The case involved a lawsuit brought by a condominium unit owner against the association for negligence in obtaining adequate insurance and for certain negligent actions in pursuit of a claim on the unit owner’s behalf under the association’s flood insurance policy. The association’s flood policy was primary to that of the unit owners, so that the unit owners were not entitled to any payment by their individual flood insurers unless and until the association’s flood policy limit was exhausted.
An insurance company adjuster determined that the association property suffered $46,414.37 in covered building damage, including $2,324.04 in damage to the plaintiff’s unit. It was discovered that there was a clerical error and, although the condominium was valued at $2,471,000, it obtained only $247,100 in building coverage. Because Casa Grande had underinsured the property, the flood insurer imposed an eighty-six percent co-insurance penalty and issued payment for $5,498.01 of the $46,414.37 in damages. The condominium association gave the plaintiff $275.29, representing the unit owner’s share of the damages.
The plaintiff filed the lawsuit against the association and there was a bench trial, in which plaintiff alleged the association acted negligently in failing to obtain adequate insurance for the property, accruing a co-insurance penalty that reduced the recovery for damage to the unit, and for failing to pursue additional damages from the association’s flood insurer and its insurance agent on the plaintiff’s behalf.
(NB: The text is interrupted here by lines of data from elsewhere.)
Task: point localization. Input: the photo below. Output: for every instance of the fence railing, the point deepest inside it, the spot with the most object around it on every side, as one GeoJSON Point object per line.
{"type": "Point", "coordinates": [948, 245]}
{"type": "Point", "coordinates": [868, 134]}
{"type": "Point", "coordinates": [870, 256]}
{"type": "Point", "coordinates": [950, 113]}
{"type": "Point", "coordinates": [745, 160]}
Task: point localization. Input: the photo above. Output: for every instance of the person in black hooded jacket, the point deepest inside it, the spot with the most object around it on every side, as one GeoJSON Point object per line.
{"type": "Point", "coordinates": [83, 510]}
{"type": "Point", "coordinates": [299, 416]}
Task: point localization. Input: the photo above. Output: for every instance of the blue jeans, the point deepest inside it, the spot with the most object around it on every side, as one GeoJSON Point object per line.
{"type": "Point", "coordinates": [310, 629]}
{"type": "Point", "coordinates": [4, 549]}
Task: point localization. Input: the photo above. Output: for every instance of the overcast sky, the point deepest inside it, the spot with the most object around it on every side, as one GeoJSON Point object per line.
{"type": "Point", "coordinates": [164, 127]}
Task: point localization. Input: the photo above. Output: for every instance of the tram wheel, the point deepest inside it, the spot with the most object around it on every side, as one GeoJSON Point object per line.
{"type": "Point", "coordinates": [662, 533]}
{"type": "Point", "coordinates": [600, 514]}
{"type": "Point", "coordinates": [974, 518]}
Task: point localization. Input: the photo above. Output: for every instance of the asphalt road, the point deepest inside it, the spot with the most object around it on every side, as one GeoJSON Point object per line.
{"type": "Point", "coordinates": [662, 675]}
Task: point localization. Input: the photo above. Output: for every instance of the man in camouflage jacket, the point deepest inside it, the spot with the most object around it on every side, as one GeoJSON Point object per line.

The district court found for the plaintiff.
On appeal, the association argued the plaintiff’s unit was subject to the policy limitation for basement property. The flood policy limits coverage for basement property to clean-up costs and to certain enumerated items such as drywall and central air conditioners. Accordingly, the association claimed the district court erred in holding it liable for the full measure of the plaintiff’s flood-related repair costs.
The appellate court looked to the definition of basement within the Standard Flood Insurance Policy (“SFIP”). “Basement” was defined as “[a]ny area of the building, including any sunken room or sunken portion of a room, having its floor below ground level (subgrade) on all sides.” The court noted the evidence suggested that the plaintiff’s unit is subgrade, and therefore in a basement for the purposes of the SFIP. An elevation certificate of the unit was introduced as an exhibit at trial indicating its elevation is 2.6 feet, while the lowest adjacent grade is 4.4 feet. The court reversed the district court and remanded the case to determine the damages subject to the basement limitation.
In law almost anything is possible, as long as it is defined in a contract. The ultimate conclusion in this case was that the condominium unit is a basement, even though its floor is just 1.8 feet below the ground level in a city where many areas are below sea level.